At 2️⃣ , we calculated the conversion rate by dividing the count of key events by the number of sessions. the use of safe_divide()
is a good practise to not get an error when dividing by 0.
ℹ️ safe_divide()
Takes 2 arguments:
• numerator: The value you want to divide.
• denominator: The value by which you want to divide the numerator.
SAFE_DIVIDE(numerator, denominator)
Step #5: test and compare traffic acquisition reports
We will run the query, then explore it in Looker Studio. This will let us compare data over a specific time range and check if the numbers are close to GA4.
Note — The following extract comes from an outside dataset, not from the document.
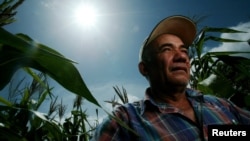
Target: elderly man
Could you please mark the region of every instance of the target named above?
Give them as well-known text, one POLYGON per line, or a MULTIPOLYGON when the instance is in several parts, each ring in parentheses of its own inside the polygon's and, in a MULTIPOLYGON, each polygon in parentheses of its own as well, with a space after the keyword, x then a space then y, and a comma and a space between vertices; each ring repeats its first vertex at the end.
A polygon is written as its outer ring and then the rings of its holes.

When i compare the data for a 30 day period here are the results i get:
- Bigquery Acquisition report – Sesssions: 233
GA4 Acquisition report – Sesssions: 213
We have a difference of about 9% which is not that bad. Of course getting 100% is ideal but unfortunately it can be quite hard to achieve. As long as the difference is acceptable you can move on with your day.